This volume is based on a detailed analysis of change in the law and in the administration of justice affecting juvenile off enders in California in the fifties and sixties. It addresses how procedural law develops on a long-term basis and under what conditions. It also examines the processes by which revolutionary changes occur in law and the extent to which social change can be directed or controlled by legislation.
Social action to revise California's juvenile court law, which had remained little changed since 1915, began in 1958. Subsequently a small group of legal reformers who perceived anomalies in the law and in the underlying philosophy of the court overcame substantial resistance to effect revolutionary revisions of the law. Lemert examines their experience to determine how changes of such magnitude could take place after decades of gradual adaptations in the juvenile courts. His study also looks into the consequences of this change on the court and related agencies of law enforcement.

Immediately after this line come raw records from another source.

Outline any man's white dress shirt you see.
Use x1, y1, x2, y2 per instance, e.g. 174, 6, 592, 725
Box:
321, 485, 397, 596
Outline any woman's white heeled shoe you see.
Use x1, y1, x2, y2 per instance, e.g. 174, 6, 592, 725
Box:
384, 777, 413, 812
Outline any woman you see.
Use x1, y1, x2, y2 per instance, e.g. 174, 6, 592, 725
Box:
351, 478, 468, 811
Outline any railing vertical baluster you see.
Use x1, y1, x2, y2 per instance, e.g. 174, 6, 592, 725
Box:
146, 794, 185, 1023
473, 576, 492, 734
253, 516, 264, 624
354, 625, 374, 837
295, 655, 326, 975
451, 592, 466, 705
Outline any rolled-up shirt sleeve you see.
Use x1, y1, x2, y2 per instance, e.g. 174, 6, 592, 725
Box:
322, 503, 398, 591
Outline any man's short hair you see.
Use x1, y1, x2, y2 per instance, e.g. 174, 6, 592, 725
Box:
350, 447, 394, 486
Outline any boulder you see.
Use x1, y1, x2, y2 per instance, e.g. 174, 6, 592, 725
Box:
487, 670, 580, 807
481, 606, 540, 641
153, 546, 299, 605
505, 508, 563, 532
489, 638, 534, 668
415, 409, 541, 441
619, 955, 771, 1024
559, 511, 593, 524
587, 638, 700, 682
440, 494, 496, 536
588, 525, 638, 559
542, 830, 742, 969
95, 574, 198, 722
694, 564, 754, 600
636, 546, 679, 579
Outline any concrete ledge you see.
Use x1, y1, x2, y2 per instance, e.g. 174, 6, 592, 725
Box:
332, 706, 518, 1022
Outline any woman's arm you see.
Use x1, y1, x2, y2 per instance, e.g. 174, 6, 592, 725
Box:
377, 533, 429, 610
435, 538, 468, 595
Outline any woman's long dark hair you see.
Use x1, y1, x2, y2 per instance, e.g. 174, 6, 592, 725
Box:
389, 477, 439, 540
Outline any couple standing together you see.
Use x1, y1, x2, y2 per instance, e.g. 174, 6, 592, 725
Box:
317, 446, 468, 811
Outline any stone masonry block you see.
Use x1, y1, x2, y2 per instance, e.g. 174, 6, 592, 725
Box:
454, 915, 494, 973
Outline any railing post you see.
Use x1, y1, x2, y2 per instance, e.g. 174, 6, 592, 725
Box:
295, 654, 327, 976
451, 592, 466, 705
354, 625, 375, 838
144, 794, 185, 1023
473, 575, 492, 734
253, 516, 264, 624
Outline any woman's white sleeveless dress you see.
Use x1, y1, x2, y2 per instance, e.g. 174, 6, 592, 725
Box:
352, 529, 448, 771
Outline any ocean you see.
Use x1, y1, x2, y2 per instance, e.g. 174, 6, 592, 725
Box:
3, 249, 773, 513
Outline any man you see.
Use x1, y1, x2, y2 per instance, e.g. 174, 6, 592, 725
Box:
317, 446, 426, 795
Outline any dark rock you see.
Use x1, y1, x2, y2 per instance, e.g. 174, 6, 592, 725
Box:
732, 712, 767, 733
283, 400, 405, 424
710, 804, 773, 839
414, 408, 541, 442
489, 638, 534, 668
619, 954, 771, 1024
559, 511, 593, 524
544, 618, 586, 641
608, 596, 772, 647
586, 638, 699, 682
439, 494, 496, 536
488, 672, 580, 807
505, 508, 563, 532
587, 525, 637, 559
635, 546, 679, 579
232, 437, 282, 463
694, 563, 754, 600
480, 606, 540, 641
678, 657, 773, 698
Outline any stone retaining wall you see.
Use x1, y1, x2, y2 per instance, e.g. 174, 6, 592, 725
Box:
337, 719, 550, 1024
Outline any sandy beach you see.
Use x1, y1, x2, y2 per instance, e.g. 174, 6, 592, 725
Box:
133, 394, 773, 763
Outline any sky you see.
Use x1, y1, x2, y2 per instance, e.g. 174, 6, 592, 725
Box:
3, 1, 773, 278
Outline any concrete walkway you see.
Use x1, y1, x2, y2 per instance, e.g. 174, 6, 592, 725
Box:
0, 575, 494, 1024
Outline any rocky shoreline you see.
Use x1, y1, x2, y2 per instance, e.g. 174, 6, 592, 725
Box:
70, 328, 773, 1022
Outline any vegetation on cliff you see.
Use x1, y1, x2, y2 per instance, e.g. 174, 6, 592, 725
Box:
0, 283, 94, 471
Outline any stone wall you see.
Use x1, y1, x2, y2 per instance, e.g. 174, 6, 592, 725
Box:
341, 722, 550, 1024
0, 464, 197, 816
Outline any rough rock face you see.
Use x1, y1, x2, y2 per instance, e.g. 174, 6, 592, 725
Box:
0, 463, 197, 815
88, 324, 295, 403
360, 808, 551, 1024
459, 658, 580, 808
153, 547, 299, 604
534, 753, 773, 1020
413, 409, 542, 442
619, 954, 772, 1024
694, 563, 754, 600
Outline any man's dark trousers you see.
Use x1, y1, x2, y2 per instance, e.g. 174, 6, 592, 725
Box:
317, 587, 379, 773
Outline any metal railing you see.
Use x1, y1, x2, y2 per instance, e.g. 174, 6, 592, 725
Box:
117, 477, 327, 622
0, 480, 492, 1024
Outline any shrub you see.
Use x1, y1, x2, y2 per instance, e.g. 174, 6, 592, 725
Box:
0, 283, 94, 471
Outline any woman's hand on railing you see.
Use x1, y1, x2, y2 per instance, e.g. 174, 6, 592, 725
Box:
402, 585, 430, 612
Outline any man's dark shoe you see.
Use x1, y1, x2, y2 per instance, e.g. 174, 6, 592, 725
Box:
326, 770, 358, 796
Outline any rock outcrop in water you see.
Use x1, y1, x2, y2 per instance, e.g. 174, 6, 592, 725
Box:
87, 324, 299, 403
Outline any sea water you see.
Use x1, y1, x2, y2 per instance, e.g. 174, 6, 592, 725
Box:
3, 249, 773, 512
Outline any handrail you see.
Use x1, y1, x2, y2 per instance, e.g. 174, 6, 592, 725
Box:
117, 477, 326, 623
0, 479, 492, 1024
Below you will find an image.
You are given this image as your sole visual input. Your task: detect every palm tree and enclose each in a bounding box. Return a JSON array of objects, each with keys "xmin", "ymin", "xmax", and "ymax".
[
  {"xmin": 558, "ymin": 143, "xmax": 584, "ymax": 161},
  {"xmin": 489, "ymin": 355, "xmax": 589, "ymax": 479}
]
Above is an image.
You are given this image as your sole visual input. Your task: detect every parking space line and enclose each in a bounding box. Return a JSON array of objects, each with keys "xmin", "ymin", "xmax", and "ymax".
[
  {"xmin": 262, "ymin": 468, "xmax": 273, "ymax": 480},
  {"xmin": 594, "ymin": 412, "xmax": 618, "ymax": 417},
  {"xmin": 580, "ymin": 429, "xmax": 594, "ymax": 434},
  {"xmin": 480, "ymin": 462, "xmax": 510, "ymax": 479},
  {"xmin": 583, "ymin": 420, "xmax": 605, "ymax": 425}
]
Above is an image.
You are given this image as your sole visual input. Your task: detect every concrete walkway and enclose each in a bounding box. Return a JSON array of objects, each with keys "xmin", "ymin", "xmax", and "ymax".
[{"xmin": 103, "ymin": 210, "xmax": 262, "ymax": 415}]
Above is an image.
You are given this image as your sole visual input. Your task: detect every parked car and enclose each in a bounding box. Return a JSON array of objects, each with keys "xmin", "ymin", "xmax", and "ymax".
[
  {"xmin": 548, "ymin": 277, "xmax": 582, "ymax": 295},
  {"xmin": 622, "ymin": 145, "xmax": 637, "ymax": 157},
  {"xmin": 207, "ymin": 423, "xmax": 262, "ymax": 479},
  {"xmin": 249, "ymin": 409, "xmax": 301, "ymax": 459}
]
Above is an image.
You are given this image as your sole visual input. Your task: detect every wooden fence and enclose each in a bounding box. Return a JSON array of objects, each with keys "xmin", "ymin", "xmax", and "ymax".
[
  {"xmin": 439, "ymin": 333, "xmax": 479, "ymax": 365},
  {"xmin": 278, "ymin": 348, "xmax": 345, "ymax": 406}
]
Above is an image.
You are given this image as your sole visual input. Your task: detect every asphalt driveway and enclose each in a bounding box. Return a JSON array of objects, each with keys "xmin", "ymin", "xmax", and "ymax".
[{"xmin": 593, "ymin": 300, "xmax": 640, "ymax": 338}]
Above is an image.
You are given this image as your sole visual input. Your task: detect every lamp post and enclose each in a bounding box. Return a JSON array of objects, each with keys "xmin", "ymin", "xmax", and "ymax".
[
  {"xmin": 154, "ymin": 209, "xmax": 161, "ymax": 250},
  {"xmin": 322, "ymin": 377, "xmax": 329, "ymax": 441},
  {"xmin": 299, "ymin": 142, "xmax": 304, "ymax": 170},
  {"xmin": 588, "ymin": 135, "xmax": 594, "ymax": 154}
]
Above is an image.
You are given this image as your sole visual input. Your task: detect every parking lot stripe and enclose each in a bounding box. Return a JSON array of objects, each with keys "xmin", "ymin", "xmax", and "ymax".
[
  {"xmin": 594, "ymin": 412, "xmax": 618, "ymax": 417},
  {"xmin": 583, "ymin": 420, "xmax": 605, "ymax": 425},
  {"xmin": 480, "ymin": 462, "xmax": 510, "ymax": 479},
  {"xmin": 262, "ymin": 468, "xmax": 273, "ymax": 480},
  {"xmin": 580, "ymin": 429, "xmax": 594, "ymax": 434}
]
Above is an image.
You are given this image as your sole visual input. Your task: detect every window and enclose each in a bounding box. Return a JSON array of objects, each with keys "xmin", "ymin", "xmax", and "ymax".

The author sets forth a socio-legal theory of change-a conception of paradigms, normal evolution, and revolution in law. He applies this theory to data, with special attention to the resistance to legal change and the processes by which it gives way to the adaptive process of normal law. Lemert discusses the substantive aspects of juvenile law as it relates to human affect and meaning, touching on the existential elements of justice. Professionals dealing with juveniles, legal scholars, sociologists, and political scientists will find this book, with its emphasis on how to achieve more equitable administration of juvenile justice, has much to contribute to our understanding of the dynamics of social change.